While that sticks with me the most, I also recall advice from my thesis advisor, Dr. George Jenks, who gave me an article to read. He told me that it was relevant to my master's thesis—but as I read it, and I reread it, these two pages, probably for a month and a half—I couldn't begin to understand how it was relevant. It had nothing to do with my thesis! I was practically ready to hold it up to a blacklight to search for clues or hidden meanings. I was so frustrated.
And Dr. Jenks said, “Have you read every word on it?” In the article there was a picture. There was a little circle and a big circle. The little circle said: what one knows. The big circle said: “what one does not know”. Then it had the following expression: “the value of what one knows is doubled if one confesses to not knowing what one does not know.”
What he was saying was that as soon as you realize how much you still have to learn, you're a whole lot smarter. For me, this lesson drove my thirst for knowledge. I became a voracious reader, reading widely across all types of subjects. Have a desire to learn. Your curiosity will be rewarded.
Collectively, guidance like this has led me toward a life of learning and self-awareness, and a willingness to try new things every day. It also gave rise to my own advice to others, which is to “be unafraid of the impossible.”
Q: Is there anything else you’d like to add?
A: There was one point from Dr. Washington’s 50th anniversary celebration speech in April that really stood out to me. He said, “you don’t come this far this fast by being like the others. You actually have to be just a little different.”

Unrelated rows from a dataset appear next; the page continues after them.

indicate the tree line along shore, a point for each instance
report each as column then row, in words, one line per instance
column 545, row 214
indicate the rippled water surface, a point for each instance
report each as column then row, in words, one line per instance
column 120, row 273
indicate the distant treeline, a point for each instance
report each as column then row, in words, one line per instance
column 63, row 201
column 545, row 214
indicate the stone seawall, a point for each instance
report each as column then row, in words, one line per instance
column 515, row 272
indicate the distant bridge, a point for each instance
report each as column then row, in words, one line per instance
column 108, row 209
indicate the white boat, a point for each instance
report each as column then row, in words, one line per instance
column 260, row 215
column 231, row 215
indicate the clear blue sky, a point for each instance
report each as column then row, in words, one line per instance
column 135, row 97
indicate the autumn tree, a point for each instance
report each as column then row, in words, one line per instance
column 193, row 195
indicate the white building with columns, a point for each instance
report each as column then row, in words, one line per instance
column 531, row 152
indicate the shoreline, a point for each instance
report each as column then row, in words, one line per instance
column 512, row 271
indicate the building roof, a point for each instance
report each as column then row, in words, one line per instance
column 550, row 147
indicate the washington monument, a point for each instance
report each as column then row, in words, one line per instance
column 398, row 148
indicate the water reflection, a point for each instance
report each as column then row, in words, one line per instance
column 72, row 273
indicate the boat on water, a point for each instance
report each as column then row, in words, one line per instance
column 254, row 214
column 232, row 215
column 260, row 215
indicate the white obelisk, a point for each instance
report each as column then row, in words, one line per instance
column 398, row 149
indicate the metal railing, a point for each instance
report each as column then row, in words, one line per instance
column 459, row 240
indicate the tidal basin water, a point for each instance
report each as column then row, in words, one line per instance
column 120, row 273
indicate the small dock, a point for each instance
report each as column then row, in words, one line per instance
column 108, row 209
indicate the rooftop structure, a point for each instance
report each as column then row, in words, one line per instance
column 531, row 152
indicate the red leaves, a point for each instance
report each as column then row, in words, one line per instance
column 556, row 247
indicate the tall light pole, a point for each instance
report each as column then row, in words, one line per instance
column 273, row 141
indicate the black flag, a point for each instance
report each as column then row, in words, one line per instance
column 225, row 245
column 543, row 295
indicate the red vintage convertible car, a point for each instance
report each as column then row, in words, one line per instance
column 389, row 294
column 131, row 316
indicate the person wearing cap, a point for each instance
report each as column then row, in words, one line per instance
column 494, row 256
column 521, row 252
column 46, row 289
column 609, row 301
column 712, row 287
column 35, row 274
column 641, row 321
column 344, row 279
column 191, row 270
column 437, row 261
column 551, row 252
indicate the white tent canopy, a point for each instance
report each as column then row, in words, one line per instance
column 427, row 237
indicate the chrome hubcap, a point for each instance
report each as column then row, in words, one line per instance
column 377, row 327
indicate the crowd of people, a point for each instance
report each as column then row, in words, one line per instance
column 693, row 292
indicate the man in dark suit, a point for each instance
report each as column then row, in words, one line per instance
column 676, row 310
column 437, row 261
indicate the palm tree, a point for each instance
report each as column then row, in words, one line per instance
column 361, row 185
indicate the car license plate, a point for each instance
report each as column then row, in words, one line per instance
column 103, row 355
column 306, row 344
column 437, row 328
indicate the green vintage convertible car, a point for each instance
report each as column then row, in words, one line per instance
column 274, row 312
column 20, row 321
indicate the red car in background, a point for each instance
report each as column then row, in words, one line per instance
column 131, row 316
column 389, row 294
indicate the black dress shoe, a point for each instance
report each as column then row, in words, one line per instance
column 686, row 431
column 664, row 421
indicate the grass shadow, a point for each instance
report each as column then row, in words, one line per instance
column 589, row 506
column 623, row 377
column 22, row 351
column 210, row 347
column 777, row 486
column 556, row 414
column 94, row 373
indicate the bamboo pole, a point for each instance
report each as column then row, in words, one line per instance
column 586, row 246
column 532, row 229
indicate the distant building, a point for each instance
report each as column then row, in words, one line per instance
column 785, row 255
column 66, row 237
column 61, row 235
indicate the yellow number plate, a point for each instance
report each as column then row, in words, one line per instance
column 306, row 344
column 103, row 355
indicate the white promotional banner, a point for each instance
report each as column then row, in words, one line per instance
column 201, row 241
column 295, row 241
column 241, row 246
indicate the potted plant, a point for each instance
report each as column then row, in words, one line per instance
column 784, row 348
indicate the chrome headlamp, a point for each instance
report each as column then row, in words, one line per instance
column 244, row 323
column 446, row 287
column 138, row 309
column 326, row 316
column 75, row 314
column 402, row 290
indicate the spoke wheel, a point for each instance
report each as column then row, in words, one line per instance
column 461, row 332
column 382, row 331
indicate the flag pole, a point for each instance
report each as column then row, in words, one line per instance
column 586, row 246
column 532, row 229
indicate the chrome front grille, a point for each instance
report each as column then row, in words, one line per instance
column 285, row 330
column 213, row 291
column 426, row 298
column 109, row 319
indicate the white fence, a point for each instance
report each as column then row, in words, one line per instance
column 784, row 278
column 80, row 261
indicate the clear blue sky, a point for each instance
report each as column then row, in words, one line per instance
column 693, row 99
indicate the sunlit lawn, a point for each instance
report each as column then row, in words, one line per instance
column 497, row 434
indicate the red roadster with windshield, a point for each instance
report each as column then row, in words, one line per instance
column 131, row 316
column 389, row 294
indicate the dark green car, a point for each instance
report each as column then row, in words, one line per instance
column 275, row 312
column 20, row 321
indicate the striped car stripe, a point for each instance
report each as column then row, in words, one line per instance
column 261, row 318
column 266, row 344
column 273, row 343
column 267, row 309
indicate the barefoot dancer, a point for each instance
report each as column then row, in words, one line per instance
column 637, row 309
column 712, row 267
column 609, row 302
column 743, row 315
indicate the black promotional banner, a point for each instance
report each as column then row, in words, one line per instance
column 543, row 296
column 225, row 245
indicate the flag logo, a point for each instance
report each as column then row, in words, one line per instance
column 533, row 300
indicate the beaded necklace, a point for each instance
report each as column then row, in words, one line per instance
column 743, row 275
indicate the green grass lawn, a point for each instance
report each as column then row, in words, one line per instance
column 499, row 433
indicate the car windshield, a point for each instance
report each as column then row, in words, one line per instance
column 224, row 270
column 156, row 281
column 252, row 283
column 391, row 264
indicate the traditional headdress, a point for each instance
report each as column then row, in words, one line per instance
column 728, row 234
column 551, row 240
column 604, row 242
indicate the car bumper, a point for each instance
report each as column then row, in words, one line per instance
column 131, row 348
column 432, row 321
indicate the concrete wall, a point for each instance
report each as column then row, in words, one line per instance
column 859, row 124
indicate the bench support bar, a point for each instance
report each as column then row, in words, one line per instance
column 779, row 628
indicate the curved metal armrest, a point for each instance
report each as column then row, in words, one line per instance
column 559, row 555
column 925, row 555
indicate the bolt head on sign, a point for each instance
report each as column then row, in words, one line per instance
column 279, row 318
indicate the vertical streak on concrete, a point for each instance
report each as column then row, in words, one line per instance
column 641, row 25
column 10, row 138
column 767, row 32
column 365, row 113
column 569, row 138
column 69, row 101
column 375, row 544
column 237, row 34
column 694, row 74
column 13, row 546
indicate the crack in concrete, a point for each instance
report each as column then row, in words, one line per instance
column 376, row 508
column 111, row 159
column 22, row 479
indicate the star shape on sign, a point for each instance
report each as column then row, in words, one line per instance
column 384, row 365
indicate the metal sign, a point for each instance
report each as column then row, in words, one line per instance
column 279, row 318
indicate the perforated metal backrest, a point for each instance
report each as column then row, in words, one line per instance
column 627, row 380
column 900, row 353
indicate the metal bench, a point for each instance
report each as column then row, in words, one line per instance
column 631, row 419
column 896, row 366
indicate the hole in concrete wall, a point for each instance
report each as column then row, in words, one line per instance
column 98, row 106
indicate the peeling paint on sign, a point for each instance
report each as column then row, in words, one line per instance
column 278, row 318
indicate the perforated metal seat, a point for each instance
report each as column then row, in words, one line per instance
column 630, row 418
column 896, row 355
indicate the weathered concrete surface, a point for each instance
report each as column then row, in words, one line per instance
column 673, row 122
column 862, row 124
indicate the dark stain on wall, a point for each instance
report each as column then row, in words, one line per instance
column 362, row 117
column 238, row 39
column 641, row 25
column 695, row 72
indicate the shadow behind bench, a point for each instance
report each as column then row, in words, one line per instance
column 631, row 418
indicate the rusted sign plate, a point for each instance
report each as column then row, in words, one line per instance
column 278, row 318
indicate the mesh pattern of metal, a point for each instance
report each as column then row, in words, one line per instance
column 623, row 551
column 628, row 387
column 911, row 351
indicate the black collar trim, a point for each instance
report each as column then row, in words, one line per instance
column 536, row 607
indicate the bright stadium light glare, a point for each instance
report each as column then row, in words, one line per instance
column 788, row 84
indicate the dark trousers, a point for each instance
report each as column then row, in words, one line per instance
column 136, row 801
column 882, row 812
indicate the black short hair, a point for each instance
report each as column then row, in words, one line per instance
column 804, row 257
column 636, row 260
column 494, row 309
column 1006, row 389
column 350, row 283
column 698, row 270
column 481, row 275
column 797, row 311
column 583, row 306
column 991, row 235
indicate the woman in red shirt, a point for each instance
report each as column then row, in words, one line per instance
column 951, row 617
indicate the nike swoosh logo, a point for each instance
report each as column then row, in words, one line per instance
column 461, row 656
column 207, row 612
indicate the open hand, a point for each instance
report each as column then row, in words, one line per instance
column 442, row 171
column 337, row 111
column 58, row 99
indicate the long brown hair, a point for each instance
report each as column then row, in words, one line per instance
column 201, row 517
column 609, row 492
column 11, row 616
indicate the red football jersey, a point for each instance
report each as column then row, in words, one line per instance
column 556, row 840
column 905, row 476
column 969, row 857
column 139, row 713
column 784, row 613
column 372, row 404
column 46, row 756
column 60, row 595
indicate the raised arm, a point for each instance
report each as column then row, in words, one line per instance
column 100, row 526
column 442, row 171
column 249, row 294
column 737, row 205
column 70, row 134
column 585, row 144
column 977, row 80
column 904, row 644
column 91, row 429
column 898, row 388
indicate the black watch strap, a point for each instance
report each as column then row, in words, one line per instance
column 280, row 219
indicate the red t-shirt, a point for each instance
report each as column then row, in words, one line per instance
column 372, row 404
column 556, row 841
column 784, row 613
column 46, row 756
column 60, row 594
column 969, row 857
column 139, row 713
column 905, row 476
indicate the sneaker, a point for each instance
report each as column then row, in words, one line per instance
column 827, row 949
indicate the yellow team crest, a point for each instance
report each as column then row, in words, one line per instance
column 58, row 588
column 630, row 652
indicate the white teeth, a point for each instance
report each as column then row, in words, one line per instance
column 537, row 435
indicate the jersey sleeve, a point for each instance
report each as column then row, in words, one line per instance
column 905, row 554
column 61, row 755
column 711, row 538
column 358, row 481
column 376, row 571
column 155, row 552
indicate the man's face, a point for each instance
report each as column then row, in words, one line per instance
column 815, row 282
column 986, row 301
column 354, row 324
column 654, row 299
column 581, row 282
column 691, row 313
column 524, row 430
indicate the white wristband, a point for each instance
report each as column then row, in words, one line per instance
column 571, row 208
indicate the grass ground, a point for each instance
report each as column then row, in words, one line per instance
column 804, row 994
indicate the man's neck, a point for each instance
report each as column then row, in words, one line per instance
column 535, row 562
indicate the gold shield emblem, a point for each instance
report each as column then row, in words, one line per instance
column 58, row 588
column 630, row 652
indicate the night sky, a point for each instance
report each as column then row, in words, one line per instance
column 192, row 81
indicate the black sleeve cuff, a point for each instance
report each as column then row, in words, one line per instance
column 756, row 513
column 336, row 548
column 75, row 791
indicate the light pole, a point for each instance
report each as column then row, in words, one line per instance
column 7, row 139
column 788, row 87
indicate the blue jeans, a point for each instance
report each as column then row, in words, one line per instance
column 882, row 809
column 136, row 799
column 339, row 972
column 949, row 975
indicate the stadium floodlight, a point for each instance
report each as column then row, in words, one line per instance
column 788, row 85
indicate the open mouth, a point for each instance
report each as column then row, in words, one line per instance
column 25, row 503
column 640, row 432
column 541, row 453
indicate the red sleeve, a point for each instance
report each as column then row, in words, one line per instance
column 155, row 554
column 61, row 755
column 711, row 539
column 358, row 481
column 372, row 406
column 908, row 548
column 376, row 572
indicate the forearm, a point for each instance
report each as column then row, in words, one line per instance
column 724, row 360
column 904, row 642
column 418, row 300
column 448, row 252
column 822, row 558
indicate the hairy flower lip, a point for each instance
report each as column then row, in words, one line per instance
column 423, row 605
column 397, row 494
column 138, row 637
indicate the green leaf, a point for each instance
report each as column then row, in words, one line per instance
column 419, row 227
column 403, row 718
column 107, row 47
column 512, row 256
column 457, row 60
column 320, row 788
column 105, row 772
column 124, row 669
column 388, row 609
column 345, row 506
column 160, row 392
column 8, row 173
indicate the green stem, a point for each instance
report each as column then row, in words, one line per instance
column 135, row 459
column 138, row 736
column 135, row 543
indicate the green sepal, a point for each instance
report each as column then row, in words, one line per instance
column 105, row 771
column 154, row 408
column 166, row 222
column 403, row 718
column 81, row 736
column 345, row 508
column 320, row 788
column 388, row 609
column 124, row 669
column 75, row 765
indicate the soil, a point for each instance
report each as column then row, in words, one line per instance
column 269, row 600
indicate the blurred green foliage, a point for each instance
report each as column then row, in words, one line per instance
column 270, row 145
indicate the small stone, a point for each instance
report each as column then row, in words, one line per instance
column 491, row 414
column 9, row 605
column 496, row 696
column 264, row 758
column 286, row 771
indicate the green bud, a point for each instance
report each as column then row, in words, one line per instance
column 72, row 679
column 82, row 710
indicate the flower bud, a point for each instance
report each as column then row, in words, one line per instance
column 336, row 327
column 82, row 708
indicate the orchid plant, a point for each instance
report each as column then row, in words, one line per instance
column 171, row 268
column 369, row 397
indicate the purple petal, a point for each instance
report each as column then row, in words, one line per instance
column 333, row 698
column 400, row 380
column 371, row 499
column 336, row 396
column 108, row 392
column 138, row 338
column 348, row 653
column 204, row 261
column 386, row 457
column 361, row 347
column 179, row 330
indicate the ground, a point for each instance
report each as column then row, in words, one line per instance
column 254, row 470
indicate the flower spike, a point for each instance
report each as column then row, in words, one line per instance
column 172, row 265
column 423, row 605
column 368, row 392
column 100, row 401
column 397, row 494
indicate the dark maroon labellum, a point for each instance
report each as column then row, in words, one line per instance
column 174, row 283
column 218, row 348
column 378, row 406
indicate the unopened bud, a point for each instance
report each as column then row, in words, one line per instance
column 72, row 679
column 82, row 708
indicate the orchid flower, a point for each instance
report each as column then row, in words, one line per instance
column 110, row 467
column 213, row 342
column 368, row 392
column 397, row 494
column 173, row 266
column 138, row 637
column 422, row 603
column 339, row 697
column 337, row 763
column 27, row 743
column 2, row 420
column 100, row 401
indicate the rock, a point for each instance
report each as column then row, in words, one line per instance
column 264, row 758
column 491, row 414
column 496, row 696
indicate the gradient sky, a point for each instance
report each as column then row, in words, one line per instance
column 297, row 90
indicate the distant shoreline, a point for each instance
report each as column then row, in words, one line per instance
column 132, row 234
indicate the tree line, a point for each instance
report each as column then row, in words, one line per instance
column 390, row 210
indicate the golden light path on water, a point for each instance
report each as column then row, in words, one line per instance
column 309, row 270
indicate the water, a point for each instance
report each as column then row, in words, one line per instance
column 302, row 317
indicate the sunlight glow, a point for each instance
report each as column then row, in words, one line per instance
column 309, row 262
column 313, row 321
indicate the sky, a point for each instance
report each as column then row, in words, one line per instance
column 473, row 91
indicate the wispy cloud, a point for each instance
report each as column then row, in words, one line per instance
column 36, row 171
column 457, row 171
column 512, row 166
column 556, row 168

Peraton, like Mason, is a young organization. You are 50 years old, we are five years old. Like Mason, Peraton was created to respond to a changing world. Our people are hungry for innovation and walking the tightrope between the impossible and the capacity of human potential in every major industry.
As two Northern Virginia-based organizations, George Mason is in Peraton’s backyard, and we are in Mason’s backyard. Mason’s tenets – research, innovation, diversity – closely align with Peraton. For a Mason graduate, we consider it a natural progression to work with a company like Peraton. We create the jobs that you study and train for, and serve missions that support our national security. But there are many organizations that could benefit from your talents and reward your efforts. Ultimately, I hope you have the opportunity to drive change, to be yourself, and to become what makes you happy. If you keep this guidance in mind, the rest of the pieces will fall into place along the way.
Changing the world doesn’t happen overnight. It starts with a refusal to accept the status quo and progresses through small steps fueled by steadfast work.